I don’t think there’s any reason to rest on their laurels or anything, especially when the schedule toughens up again. They don’t have any sort of cushion to rest atop this hole they’ve dug themselves out of; they only have a lot of loose dirt, moved around more efficiently than before. That’s a great place to be when you were down in the ditch for nine games. Now it’s time to pour the foundation and really start looking like the team they were supposed to be. There’s going to be more rupture and repair in the process, but you celebrate the small victories en route to the big ones, and the Stars have undoubtedly found some things to celebrate, as of November 15th. If they can buttress themselves against the fickle winds of fortune with continue scoring from the top of the lineup as well as the middle (or the bottom), then the Winter Classic could be a whole lot more fun than we were expecting it to be three weeks ago. I’m glad.

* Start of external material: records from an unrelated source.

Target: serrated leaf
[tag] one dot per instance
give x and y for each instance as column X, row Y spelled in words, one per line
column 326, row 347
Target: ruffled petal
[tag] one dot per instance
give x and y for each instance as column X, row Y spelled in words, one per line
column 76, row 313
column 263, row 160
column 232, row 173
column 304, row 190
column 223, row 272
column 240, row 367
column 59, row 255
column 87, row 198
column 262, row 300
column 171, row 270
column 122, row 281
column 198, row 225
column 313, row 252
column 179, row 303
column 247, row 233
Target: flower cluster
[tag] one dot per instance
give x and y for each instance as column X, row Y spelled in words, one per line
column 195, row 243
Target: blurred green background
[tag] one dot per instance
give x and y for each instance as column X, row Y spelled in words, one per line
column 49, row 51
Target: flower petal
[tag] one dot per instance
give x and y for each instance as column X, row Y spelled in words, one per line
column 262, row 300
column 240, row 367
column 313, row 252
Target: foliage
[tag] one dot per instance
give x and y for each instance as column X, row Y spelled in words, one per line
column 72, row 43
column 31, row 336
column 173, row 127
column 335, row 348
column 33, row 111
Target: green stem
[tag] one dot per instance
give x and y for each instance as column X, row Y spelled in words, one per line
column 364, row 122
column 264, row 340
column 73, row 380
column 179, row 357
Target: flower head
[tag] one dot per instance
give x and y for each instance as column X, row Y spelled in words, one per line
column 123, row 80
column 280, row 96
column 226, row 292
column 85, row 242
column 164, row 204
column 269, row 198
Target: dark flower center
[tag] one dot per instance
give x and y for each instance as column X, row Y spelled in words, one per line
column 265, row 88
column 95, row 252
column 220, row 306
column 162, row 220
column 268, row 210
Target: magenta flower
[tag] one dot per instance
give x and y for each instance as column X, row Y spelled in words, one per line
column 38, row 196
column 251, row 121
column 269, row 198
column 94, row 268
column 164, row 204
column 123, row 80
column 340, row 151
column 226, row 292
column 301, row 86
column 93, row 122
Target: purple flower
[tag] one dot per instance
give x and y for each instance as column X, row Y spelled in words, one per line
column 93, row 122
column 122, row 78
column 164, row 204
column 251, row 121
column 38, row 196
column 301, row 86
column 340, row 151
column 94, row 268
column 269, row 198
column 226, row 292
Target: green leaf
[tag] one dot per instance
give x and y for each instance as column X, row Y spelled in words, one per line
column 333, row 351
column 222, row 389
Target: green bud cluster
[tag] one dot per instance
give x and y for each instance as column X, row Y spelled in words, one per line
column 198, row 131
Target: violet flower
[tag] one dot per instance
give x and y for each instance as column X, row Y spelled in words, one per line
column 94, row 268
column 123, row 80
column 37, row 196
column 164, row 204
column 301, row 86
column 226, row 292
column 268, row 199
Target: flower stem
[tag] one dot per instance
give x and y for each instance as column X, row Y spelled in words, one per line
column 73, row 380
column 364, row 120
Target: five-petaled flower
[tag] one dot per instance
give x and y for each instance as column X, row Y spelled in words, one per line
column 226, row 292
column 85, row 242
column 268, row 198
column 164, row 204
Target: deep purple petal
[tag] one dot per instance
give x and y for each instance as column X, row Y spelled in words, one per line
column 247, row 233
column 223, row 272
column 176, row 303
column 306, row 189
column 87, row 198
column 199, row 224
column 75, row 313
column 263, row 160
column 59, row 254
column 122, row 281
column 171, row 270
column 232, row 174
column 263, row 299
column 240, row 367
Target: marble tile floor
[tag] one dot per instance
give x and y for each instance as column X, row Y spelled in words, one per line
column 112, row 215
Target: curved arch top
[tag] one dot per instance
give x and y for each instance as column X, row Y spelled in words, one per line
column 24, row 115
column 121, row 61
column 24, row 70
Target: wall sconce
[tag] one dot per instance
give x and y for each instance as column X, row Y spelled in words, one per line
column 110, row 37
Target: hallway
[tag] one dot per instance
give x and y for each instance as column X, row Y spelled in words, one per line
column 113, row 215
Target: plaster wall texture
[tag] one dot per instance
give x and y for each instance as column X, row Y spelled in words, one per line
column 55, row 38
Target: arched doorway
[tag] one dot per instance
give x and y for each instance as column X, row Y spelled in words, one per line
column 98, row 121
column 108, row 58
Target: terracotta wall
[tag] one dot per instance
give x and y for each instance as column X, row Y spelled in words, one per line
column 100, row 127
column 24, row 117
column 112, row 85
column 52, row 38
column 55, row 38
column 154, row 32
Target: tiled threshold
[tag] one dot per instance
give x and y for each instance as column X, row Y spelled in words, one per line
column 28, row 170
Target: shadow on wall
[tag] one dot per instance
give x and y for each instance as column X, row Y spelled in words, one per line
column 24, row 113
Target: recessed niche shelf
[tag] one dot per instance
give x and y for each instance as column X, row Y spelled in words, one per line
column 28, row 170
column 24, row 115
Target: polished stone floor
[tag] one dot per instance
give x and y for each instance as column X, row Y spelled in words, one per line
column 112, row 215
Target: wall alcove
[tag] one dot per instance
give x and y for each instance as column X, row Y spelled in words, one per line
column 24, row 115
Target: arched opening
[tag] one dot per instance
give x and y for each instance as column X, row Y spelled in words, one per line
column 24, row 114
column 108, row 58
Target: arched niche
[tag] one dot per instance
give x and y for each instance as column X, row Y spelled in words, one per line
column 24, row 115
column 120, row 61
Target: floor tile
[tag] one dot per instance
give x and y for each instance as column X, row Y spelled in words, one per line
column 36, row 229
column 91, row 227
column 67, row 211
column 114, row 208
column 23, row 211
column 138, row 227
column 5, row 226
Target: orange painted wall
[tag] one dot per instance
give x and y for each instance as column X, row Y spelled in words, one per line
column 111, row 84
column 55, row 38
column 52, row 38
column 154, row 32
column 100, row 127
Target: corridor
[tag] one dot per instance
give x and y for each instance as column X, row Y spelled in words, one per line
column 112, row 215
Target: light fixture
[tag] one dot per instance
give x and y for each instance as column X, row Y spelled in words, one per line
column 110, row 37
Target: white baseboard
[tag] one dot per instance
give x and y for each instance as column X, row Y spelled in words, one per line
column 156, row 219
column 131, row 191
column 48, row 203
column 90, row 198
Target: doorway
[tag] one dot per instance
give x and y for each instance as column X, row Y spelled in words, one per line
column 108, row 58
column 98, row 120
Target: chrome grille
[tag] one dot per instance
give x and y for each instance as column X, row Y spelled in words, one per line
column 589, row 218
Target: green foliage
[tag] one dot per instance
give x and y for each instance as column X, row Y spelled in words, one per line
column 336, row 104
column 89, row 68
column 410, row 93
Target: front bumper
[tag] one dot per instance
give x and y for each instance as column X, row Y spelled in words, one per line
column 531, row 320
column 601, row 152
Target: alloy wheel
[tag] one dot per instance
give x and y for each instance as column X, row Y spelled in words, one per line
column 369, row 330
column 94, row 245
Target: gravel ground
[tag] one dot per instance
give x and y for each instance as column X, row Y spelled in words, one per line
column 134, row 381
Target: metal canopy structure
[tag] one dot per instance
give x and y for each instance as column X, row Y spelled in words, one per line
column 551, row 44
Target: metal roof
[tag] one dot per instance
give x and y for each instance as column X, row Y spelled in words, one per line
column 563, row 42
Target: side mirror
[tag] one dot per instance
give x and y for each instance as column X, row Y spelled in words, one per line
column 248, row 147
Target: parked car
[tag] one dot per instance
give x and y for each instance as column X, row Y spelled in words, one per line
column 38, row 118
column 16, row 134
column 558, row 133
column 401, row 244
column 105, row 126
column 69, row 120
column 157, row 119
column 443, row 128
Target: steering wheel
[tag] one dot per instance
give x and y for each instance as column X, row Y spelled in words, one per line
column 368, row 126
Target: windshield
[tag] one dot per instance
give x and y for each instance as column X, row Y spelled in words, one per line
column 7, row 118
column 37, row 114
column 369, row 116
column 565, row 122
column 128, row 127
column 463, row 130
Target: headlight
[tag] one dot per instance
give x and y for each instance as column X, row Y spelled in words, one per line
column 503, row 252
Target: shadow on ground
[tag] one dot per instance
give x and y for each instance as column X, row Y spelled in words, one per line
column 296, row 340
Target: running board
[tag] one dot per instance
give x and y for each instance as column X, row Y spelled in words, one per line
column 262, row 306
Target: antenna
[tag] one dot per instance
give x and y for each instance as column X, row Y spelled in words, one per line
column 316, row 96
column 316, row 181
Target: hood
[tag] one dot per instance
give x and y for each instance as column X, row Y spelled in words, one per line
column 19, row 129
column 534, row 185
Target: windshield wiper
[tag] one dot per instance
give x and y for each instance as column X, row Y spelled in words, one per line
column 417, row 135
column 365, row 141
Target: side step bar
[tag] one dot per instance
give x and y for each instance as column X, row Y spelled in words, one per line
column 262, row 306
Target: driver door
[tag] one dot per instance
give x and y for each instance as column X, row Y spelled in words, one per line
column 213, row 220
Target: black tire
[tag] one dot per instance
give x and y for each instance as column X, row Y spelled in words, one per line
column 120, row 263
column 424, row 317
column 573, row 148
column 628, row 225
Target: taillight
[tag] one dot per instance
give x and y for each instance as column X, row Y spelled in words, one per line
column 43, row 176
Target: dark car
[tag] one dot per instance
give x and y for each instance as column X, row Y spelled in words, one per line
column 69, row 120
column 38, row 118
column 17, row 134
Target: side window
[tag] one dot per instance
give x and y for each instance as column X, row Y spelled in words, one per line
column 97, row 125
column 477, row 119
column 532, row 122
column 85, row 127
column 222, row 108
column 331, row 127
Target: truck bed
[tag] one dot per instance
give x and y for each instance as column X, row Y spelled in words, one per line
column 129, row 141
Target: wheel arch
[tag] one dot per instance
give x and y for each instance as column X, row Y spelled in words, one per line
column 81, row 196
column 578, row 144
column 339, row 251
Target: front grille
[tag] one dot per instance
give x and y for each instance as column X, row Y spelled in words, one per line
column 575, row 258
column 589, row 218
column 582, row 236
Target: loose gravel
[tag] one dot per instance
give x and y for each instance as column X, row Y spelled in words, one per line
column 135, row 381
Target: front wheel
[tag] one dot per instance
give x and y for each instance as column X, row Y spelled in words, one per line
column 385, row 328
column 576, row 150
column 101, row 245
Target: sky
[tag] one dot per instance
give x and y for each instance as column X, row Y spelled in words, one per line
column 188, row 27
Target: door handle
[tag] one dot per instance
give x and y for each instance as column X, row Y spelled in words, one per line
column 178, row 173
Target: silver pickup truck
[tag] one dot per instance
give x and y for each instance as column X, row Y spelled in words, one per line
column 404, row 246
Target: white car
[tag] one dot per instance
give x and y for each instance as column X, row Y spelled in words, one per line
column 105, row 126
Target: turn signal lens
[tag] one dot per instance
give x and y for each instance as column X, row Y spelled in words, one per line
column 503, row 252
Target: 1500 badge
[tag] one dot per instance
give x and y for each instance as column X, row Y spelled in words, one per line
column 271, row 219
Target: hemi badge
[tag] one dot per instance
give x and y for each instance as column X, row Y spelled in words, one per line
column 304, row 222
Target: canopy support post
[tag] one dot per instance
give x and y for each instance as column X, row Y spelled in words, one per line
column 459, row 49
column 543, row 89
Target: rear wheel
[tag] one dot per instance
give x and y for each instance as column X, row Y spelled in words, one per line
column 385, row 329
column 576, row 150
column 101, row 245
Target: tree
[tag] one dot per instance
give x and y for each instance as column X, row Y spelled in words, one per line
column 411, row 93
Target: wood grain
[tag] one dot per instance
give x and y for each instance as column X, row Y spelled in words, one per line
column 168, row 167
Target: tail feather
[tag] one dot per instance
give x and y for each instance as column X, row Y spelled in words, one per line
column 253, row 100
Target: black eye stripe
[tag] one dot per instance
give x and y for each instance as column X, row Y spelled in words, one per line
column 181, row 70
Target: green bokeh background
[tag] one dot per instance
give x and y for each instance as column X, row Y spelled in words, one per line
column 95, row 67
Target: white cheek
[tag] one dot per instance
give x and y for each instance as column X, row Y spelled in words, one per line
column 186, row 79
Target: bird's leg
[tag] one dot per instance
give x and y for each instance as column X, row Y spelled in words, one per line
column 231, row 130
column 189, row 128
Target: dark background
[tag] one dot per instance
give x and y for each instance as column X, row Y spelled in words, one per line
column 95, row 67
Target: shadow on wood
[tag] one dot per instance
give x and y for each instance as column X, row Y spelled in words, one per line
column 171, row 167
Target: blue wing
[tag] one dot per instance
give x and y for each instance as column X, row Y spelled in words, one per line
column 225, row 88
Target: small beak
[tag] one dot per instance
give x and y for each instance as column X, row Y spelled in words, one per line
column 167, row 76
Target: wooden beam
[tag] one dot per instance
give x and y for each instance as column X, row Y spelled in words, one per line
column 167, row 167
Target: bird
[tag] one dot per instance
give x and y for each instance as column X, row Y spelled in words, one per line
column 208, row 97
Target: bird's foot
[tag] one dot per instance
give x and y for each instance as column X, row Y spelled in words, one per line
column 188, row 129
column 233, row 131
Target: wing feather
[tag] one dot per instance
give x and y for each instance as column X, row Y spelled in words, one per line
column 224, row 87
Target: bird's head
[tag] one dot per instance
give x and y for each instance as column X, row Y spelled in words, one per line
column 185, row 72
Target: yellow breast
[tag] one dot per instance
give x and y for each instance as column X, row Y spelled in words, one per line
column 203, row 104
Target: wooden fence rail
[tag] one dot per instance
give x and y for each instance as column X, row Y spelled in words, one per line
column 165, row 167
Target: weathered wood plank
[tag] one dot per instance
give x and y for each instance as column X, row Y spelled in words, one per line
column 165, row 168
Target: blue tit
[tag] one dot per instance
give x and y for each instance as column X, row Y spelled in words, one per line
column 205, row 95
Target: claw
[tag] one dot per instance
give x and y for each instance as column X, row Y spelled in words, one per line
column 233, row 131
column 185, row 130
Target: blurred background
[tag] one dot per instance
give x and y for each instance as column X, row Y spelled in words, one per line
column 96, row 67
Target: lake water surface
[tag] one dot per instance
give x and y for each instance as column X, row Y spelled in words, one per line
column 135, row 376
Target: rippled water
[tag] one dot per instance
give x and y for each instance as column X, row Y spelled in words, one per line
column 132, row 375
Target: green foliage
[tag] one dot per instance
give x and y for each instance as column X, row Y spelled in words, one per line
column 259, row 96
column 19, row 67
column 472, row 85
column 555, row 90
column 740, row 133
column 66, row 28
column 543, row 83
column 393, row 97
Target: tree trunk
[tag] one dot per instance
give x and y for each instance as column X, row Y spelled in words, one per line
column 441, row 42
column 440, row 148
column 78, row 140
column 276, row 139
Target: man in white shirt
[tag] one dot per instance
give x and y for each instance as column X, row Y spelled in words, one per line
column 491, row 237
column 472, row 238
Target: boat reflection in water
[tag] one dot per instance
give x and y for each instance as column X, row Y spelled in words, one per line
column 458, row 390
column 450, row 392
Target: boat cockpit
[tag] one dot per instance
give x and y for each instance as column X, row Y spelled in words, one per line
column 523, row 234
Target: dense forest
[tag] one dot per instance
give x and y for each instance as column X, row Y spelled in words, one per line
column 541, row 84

At 5v5, the Stars are 3rd in the NHL in xGF% at 5v5. They are 5th in high-danger shot share. They have the 5th-best save percentage in the league. And their PDO is almost dead-even, thanks to the 7th-lowest shooting percentage in the league. These are things you are allowed to be pleased with. That doesn’t mean the 1-7-1 bomb wasn’t ever dropped, or that they didn’t try to dig their way out with a shovel full of holes. But it does mean the Stars have found their way out of the crater, and decisively so. This sure beats contemplating who gets fired first.

(Now, just score a little more, please. We’re asking nicely!)